Influencé par le cinéaste belge Jaco Van Dormael (Toto le héros) - «Je le connais bien, il m'a donné des conseils.» - et par l'univers de Jacques Demy (qui a inspiré le travail sur les couleurs), Éric-Emmanuel Schmitt associe son cinéma au réalisme magique. «Je ne suis pas un grand réaliste, même dans mes écrits. Ce n'est pas mon école.»

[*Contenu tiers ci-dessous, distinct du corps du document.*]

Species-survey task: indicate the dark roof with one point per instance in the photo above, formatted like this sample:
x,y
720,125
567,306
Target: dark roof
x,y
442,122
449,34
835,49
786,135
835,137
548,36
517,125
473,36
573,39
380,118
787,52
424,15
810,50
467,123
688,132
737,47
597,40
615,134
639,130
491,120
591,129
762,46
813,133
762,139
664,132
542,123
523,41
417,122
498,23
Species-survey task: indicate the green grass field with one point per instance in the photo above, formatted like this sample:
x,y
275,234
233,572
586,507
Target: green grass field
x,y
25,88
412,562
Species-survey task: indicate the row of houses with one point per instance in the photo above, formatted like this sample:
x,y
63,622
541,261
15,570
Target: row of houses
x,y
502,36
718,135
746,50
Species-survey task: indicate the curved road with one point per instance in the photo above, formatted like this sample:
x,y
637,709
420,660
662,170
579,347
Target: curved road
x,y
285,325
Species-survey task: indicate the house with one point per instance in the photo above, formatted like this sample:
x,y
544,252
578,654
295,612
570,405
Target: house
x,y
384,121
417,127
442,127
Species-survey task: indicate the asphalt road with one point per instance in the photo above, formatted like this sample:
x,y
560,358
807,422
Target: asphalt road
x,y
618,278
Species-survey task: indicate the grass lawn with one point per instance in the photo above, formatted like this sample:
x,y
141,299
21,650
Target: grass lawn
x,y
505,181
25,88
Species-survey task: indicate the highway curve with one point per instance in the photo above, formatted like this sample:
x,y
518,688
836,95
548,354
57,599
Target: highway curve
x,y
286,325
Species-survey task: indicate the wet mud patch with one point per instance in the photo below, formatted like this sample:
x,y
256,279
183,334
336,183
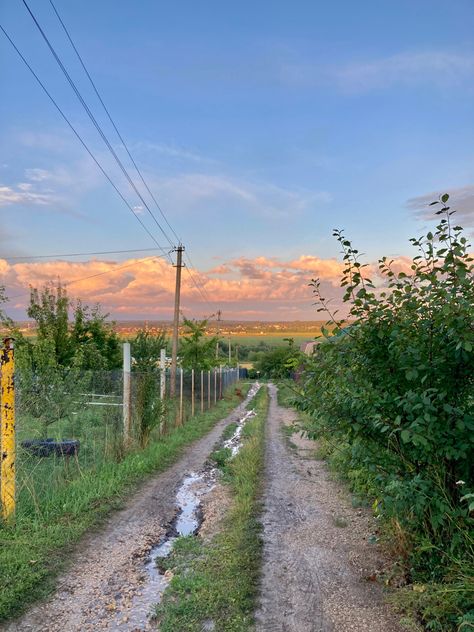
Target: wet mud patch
x,y
186,522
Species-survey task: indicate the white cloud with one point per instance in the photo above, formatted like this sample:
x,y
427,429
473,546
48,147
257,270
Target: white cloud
x,y
22,195
170,150
198,191
438,68
461,200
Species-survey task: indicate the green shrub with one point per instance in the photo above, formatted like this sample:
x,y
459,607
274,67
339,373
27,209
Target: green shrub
x,y
394,392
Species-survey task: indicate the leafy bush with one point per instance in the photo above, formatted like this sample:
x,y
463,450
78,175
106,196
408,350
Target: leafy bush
x,y
396,389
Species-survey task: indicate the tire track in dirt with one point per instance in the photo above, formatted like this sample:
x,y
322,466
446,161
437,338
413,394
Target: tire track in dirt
x,y
313,570
108,566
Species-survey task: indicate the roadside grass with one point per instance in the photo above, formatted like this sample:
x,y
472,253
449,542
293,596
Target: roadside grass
x,y
215,584
39,545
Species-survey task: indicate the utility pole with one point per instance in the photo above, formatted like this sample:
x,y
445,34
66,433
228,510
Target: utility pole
x,y
174,350
218,331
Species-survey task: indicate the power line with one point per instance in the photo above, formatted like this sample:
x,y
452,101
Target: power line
x,y
94,121
200,287
78,254
78,136
112,121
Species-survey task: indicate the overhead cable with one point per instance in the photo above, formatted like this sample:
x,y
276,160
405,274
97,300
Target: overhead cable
x,y
94,121
112,121
78,136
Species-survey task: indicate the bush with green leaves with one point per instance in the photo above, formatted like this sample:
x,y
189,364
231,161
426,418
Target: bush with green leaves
x,y
280,362
395,392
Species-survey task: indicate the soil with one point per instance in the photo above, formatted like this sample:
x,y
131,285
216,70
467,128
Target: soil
x,y
107,569
320,562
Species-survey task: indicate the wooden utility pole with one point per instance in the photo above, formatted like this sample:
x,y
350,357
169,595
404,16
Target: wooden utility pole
x,y
127,392
174,351
218,331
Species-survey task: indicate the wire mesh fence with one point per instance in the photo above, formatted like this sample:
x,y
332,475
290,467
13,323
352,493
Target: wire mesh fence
x,y
70,425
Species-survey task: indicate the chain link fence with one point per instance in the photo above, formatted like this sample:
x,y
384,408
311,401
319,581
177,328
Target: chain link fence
x,y
71,423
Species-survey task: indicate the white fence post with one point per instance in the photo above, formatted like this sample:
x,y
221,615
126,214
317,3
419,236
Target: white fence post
x,y
181,396
192,392
209,388
202,391
127,366
162,373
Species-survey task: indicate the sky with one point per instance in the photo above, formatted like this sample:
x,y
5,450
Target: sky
x,y
258,126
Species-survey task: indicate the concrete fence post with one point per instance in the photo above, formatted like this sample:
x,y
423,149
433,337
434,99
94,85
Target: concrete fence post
x,y
127,391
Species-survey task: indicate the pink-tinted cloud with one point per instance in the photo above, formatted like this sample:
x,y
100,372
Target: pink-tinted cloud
x,y
266,288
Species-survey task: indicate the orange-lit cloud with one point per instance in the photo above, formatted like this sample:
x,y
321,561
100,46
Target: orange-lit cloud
x,y
260,287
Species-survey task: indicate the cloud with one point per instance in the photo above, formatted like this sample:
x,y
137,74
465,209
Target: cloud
x,y
461,200
22,194
135,287
170,151
193,192
438,68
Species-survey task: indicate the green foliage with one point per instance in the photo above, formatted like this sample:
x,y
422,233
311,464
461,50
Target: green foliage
x,y
281,362
396,387
89,342
50,309
48,391
37,548
197,351
94,340
146,350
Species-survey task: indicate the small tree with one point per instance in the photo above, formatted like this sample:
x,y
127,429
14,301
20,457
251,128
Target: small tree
x,y
197,350
49,308
47,391
281,362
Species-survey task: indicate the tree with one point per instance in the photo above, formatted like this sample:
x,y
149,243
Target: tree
x,y
50,309
197,350
94,338
89,342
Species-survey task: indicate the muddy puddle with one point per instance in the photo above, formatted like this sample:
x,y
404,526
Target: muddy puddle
x,y
187,522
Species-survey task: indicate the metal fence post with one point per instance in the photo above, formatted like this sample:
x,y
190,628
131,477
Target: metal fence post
x,y
202,391
7,480
162,373
192,392
209,388
215,386
181,396
127,365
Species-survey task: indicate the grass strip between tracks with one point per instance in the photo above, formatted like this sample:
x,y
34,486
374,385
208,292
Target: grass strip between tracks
x,y
39,546
215,584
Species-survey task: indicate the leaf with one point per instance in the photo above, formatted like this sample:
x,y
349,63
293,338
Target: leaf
x,y
405,435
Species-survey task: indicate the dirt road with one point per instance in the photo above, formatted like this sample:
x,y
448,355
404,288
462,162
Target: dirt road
x,y
107,572
318,559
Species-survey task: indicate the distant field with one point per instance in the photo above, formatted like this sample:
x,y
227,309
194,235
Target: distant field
x,y
271,338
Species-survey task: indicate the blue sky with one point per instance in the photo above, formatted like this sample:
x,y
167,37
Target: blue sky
x,y
259,126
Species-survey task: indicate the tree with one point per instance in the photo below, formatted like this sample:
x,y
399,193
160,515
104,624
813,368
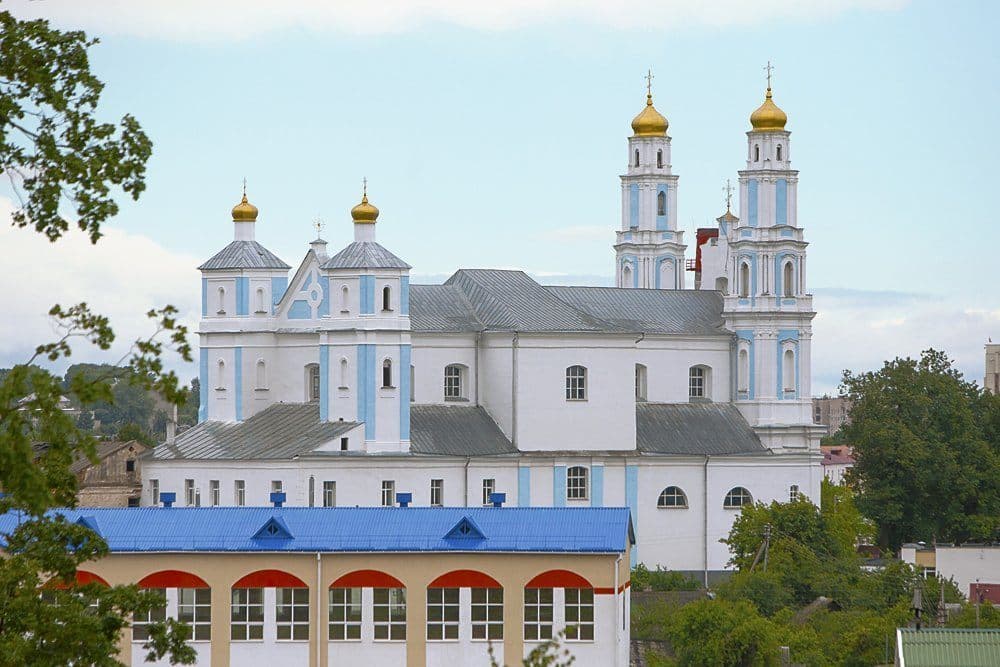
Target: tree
x,y
927,451
53,149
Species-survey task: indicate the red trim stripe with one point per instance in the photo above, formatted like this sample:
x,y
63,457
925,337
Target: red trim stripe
x,y
464,579
367,579
172,579
270,579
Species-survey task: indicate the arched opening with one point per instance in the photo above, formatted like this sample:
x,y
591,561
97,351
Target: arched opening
x,y
672,497
387,374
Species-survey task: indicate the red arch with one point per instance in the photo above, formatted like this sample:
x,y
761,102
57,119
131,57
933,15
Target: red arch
x,y
464,579
558,579
270,579
172,579
366,579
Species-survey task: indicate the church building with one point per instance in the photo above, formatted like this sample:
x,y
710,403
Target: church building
x,y
341,384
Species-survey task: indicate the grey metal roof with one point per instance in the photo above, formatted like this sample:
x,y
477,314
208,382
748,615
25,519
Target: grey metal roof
x,y
280,431
365,255
456,431
244,255
694,428
649,310
497,300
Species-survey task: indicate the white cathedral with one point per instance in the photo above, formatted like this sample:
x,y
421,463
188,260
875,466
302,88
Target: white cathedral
x,y
344,384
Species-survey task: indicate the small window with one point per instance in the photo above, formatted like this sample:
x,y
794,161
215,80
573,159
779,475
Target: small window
x,y
442,613
576,483
576,383
640,382
388,493
672,496
737,498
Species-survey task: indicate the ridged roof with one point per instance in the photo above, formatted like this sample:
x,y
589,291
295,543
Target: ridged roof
x,y
497,300
694,428
244,255
354,529
365,255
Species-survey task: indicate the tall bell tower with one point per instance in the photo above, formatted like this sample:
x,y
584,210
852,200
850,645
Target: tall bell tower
x,y
649,250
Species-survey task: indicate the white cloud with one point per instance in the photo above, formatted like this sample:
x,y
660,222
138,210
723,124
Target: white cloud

Un film pour les grands enfants ou pour les petits sages, cet Oscar et la dame rose? «Les enfants aiment et rient. Ils ne trouvent pas cette histoire triste parce que, pour eux, la mort est un problème philosophique. Les larmes tombent davantage chez les adultes parce que nous avons tous vécu des douleurs, des arrachements, des disparitions. C'est intéressant de voir les discussions entre générations que suscite le film. Les enfants aiment parler de la mort et de la maladie. Mais les adultes, qui sont incapables de détachement, refusent le dialogue.»

Des pizzas, une catcheuse aux histoires rocambolesques et un Oscar qui imagine sa vie en accéléré, grâce à une dame qui «a les épines et le coeur de la rose». La maladie, sous la lentille d'Éric-Emmanuel Schmitt, invite à rêver en couleurs.